A recent paper by Adam Martiny critically examined the old saw that "only 1% of microbes are culturable" [1]. In this paper, Martiny pointed out that this statement can mean one of three different things: either that 1% of microbes in an environment are culturable, that 1% of taxa are culturable, or that 1% of cells in a community grow on agar plates under standard conditions. What's worse, most authors don't clarify what, precisely they mean by this statement, and it isn't even clear who deserves credit for this idea, or what data initially stood behind it. Many microbiologists (including myself, for something like 15 years) simply assumed this was true.
I was pleased to see Dr. Martiny so clearly lay out the problems with the paradigm of 1% culturability. I was surprised, however, to see his conclusion that something like half of both cells and taxa are closely related to cultured taxa, albeit with wide variation among environments and studies. Karen Lloyd and I had published a paper that came to the opposite conclusion about a month after Dr. Martiny submitted his paper [2]. In that work, we drew 16S rRNA sequences from more than 5000 publicly-available studies, including 16S amplicon libraries, metagenomes, and metatranscriptomes. By identifying the nearest cultured relative of each of those sequences, we estimated that 81% of bacterial and archaeal cells on Earth belong to uncultured genera, and 25% belong to uncultured phyla.
These conflicting findings may have just gone unnoticed if Cameron Thrash (@jcamthrash) had not tweeted a link to the Martiny paper, which sparked a wide-ranging discussion. Within an hour and a half, Alex Crits-Christoph (@acritschristoph) analyzed a large 16S data set from soils to show that very few 16S sequences were closely related to cultures. Paul Carini (@paulcarini) pointed out that Martiny's use of PCR-amplified sequences seriously biases results towards cultured species, since 'universal' primers are well known to miss large groups of deeply-branching phyla.

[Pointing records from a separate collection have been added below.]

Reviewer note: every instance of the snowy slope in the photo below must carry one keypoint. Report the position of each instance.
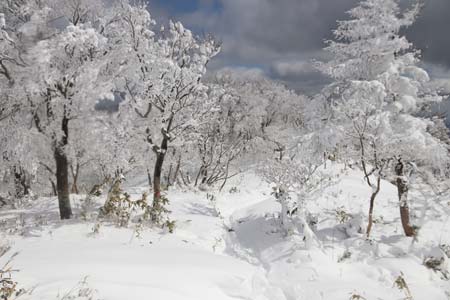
(232, 248)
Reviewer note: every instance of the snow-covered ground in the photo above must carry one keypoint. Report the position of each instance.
(233, 248)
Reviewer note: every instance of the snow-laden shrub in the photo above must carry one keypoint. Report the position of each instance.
(82, 291)
(9, 287)
(121, 209)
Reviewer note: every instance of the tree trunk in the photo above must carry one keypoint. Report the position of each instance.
(21, 185)
(55, 192)
(149, 177)
(372, 204)
(402, 187)
(160, 155)
(75, 172)
(62, 173)
(62, 183)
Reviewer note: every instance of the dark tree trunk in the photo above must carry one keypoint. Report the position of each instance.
(75, 172)
(402, 187)
(372, 204)
(62, 183)
(55, 192)
(149, 177)
(160, 156)
(21, 184)
(62, 173)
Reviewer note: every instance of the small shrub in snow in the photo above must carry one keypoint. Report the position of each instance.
(346, 255)
(342, 216)
(121, 209)
(82, 291)
(437, 260)
(9, 289)
(356, 297)
(401, 284)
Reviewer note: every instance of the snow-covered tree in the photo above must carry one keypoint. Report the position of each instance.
(378, 91)
(165, 95)
(64, 71)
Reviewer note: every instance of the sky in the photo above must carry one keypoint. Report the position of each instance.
(282, 37)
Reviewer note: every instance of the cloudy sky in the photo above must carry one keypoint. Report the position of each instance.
(281, 37)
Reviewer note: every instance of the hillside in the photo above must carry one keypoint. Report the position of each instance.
(231, 247)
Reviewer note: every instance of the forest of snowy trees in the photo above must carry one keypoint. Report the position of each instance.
(94, 94)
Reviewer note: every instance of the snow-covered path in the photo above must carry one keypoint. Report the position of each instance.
(229, 248)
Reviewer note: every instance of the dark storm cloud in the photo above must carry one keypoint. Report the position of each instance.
(431, 32)
(283, 36)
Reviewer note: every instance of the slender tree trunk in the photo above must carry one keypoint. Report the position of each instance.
(402, 187)
(149, 177)
(75, 172)
(55, 192)
(62, 173)
(160, 156)
(62, 183)
(372, 204)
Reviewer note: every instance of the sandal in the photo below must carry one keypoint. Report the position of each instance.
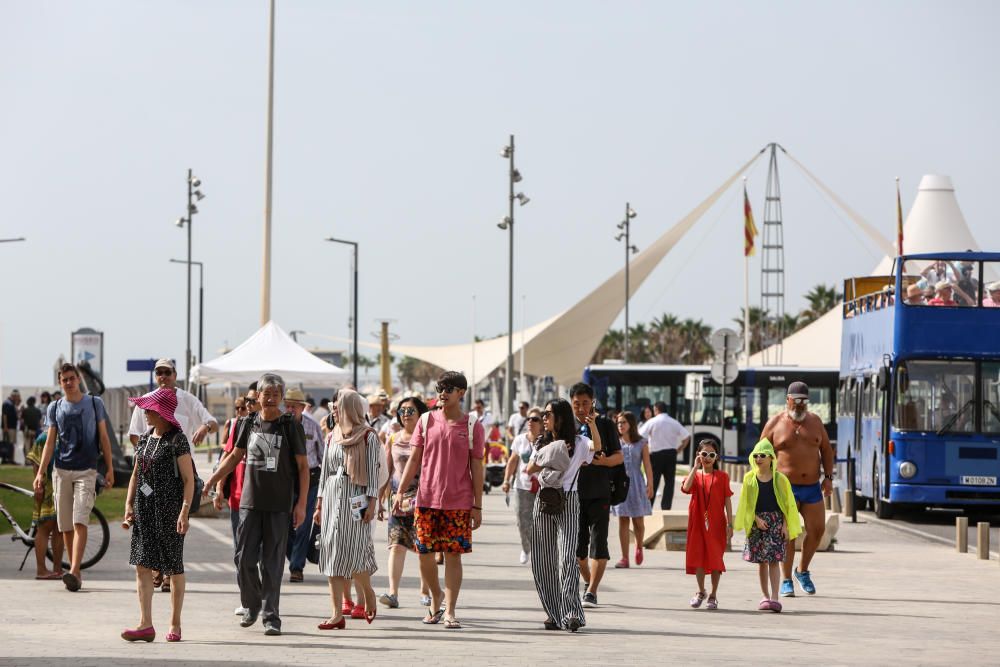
(433, 619)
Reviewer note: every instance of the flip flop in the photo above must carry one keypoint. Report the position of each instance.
(71, 582)
(435, 618)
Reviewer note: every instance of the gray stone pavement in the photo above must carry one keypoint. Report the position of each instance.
(884, 596)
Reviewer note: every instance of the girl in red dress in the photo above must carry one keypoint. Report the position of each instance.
(709, 527)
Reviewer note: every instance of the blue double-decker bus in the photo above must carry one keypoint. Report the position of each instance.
(919, 387)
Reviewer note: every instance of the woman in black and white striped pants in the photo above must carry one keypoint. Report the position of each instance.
(554, 536)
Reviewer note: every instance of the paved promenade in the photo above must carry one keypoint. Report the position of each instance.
(884, 596)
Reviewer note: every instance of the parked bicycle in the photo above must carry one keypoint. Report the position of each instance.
(97, 545)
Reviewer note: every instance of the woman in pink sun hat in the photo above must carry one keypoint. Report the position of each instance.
(156, 506)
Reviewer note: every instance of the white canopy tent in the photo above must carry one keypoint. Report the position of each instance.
(935, 224)
(269, 350)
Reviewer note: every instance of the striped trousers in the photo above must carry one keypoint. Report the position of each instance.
(525, 512)
(553, 561)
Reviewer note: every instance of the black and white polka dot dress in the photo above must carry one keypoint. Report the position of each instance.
(156, 544)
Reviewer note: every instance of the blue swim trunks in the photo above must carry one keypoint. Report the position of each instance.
(807, 494)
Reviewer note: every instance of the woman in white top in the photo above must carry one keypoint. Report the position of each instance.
(345, 506)
(525, 485)
(557, 460)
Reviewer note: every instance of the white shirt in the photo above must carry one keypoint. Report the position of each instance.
(663, 432)
(516, 423)
(190, 413)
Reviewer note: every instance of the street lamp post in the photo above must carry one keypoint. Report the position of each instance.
(626, 225)
(201, 310)
(354, 316)
(514, 176)
(194, 194)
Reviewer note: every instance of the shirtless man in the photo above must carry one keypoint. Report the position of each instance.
(800, 441)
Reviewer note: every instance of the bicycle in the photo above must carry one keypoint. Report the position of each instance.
(96, 548)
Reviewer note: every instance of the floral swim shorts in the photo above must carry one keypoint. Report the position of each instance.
(448, 531)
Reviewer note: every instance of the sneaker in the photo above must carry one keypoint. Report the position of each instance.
(805, 582)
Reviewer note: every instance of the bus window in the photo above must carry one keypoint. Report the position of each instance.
(936, 396)
(991, 396)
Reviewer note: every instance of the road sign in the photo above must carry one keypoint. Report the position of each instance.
(692, 386)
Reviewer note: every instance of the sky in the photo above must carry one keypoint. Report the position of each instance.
(388, 122)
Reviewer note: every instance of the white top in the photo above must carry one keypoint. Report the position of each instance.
(190, 413)
(558, 466)
(516, 423)
(663, 432)
(522, 449)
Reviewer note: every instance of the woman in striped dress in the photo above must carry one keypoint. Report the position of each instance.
(557, 459)
(348, 476)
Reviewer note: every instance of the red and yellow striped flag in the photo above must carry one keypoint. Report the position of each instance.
(899, 220)
(749, 228)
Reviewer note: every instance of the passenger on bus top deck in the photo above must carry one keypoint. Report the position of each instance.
(993, 300)
(914, 296)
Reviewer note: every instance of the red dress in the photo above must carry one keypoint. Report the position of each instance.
(705, 547)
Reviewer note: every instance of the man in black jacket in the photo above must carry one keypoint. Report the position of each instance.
(594, 487)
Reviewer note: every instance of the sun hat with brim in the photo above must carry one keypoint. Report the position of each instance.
(162, 401)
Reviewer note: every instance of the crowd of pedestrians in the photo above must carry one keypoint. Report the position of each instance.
(316, 485)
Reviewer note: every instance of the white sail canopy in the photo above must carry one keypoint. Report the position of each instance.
(270, 350)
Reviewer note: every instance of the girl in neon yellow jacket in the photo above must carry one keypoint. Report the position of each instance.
(768, 514)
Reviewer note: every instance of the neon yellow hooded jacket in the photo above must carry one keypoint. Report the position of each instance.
(745, 513)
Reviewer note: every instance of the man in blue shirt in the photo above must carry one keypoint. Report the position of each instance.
(77, 433)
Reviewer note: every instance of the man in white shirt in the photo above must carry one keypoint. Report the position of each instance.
(196, 422)
(518, 422)
(667, 438)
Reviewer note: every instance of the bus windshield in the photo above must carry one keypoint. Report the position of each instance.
(936, 396)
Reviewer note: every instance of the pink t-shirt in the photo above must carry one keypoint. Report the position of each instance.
(445, 474)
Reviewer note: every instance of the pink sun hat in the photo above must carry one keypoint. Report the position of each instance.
(162, 401)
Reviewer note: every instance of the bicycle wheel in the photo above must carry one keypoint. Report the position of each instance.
(97, 541)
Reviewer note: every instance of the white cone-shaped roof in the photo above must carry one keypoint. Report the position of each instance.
(935, 224)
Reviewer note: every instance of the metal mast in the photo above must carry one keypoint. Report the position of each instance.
(772, 272)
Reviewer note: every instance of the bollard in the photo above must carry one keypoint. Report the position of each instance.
(983, 540)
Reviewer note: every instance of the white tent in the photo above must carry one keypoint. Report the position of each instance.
(269, 350)
(935, 224)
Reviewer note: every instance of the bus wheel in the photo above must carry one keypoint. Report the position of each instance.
(883, 510)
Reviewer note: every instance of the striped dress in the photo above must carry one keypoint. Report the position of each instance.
(346, 544)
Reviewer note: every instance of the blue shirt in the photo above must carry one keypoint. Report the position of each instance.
(77, 447)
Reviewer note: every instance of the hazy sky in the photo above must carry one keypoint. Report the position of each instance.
(389, 117)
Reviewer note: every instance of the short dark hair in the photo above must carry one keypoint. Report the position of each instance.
(453, 379)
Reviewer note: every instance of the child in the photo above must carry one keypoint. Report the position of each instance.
(768, 514)
(708, 528)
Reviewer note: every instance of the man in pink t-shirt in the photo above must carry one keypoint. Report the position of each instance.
(450, 496)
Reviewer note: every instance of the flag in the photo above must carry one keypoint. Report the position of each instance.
(899, 220)
(749, 228)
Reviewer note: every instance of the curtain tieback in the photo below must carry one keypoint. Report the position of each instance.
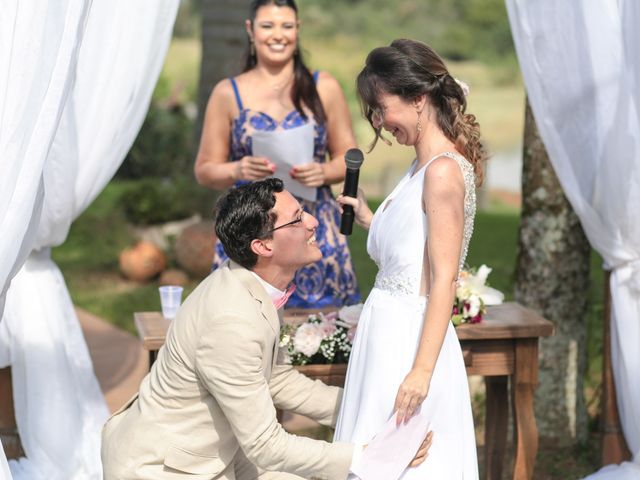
(632, 278)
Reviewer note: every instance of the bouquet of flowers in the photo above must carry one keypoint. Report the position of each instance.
(322, 339)
(473, 295)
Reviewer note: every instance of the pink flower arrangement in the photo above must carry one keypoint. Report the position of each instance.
(473, 295)
(322, 339)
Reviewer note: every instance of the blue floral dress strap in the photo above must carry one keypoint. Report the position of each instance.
(237, 93)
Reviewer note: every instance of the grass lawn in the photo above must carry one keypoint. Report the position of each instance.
(89, 262)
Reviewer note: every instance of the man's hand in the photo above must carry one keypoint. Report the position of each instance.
(423, 451)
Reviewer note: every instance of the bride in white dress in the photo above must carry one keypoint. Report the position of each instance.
(406, 355)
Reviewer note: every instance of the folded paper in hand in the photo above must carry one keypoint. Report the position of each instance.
(286, 149)
(392, 449)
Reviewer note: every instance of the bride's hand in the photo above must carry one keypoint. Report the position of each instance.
(363, 213)
(411, 394)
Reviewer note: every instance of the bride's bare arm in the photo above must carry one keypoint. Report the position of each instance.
(443, 201)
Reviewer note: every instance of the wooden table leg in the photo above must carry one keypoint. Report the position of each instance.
(495, 430)
(524, 383)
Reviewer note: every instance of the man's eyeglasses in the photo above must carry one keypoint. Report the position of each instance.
(293, 222)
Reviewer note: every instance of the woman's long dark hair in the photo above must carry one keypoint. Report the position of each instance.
(304, 92)
(408, 68)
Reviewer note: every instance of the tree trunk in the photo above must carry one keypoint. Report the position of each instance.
(552, 277)
(223, 44)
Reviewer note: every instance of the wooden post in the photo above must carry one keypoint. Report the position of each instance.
(8, 429)
(614, 446)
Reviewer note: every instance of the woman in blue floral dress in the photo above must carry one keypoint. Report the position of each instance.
(277, 92)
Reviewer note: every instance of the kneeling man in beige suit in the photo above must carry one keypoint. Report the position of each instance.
(207, 408)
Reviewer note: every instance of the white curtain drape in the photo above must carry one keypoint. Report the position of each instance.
(59, 407)
(38, 56)
(581, 64)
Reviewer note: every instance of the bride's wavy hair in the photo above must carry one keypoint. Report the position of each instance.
(408, 68)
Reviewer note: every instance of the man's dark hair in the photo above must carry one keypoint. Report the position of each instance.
(244, 214)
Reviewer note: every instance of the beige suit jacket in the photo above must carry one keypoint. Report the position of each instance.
(212, 393)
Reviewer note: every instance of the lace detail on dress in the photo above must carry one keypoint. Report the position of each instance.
(397, 285)
(469, 177)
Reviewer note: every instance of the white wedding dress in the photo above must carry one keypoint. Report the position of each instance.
(389, 331)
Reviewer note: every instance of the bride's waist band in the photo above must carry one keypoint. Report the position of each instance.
(400, 284)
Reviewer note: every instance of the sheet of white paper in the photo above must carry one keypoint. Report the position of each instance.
(287, 148)
(390, 451)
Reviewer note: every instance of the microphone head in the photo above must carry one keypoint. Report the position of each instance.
(353, 158)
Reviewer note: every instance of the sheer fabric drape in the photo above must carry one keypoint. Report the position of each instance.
(581, 64)
(120, 47)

Paul also pointed out that he, Kristen DeAngelis (@kristenobacter), and Cameron Thrash are working hard to develop innovative new ways to culture microbes, and Alex pointed out that Noah Fierer (@noahfierer) had written a blog post raising many of the same points that we had. None of our group knew all the other members personally before we wrote the paper, but we formed like Voltron, moved the discussion offline, and collaboratively wrote a manuscript in about two weeks, which has now been published. In the end, while we disagree with Martiny about the fraction of Earth’s microbes and microbial taxa that have been cultured, we agree that advances in culturing techniques and intensified efforts will lead to ‘unculturable’ microbes being grown in culture.
Social media exerts a deep influence on our society, often not for the better. Our new paper, however, is a clear result of online communication that would not have been likely to happen IRL (that means “in real life”).